When Congress passed Title I of the JOBS Act, Congress recognized that public companies have been facing increased burdens for being public. Although the causal relationship was suspect at best, Congress determined that over regulation was responsible for the severe drop off in IPOs from the 1990s through the 2000s. While I might suggest that the dotcom bubble bursting may have played a part in the decrease in IPOs, I would agree that the unrelenting regulation that has come out of Congress over the past decade (Sarbanes-Oxley, Dodd-Frank) as well as rulemaking from the SEC itself (executive compensation disclosures) must have had some effect.
As a reminder, Title I of the JOBS Act, among other things, reduces executive compensation disclosures. Specifically, emerging growth companies (companies with less than $1 billion in revenues) are exempt from holding “Say-on-Pay” and “Say-on-Golden Parachutes” votes, disclosing the two controversial executive compensation pay ratios required under Dodd-Frank, and providing a Compensation Discussion and Analysis (CD&A). Other executive compensation disclosure is also shortened by reducing the number of named executive officers, reducing disclosure from three to two years, and eliminating certain compensation tables. In other words, Title I of the JOBS Act was designed to address over regulation of executive compensation for public companies.
While this was a great start by Congress, companies haven’t taken advantage of Title I because of the stigma of being seen as a smaller, unsophisticated public company. Thus, for Title I to be effective, the relief provided by Title I needs to be expanded to all companies and the regulatory relief needs to be made permanent rather than sun setting after a maximum of five years. Yes, the SEC has a three part mission: protect investors; maintain fair, orderly, and efficient markets; and facilitate capital formation, but does extensive executive compensation disclosures actually protect investors or does it merely cause a company to spend a lot of time and money on consultants and attorneys to justify what they were already planning to pay their executives anyway?
The average investor (well, the average investor who actually reads a proxy statement) typically reads the letter to the shareholders and then flips to the Summary Compensation Table to see how much the CEO made. Very little attention is given to the 25 page CD&A, yet public companies must produce these documents each year. While it is true that institutional investors and larger shareholders may spend time reading through the CD&A, does it even make sense for shareholders to have a direct say (even if merely advisory) on a role that has been historically resided with the Board of Directors? Proponents argue that a CD&A and the Say on Pay vote is critical because Boards of Directors have failed to rein in executive compensation pay and therefore shareholders need to be empowered. Such an argument, is of course a slippery slope because, under that analysis, shareholders should also then be given advisory votes on things such as related person transactions, charitable donations, significant expenditures, etc.
Yes, these disclosure rules have had a positive effect on curbing some real and some perceived executive compensation practices, particularly golden parachutes, perquisites, and just plain excessive compensation. But executive compensation hasn’t actually been reduced by implementing these rules.
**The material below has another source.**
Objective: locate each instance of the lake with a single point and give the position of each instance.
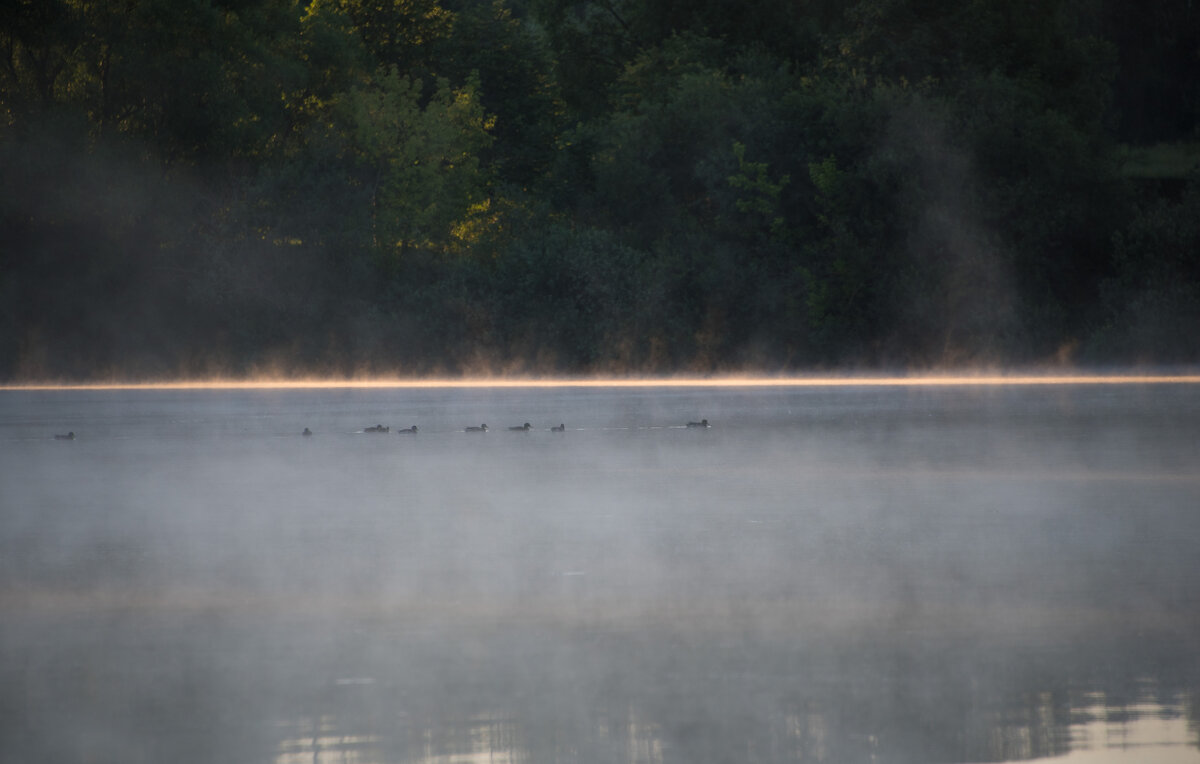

Rather, executive compensation has increased and we all have a better understanding of why executive pay increases each year.
For smaller companies, added costs to prepare excessive executive compensation disclosures that neither help curb abuses nor are relevant (or read) by most investors are simply not worth it. For larger companies, the added expense, while not excessively burdensome, can be more effectively used by reinvesting in their business. Congress or the SEC should work to reduce the executive compensation disclosures identified in the JOBS Act. Meanwhile, shareholders should invest in companies with good market returns and forget about trying to evaluate exeuctive compensation practices.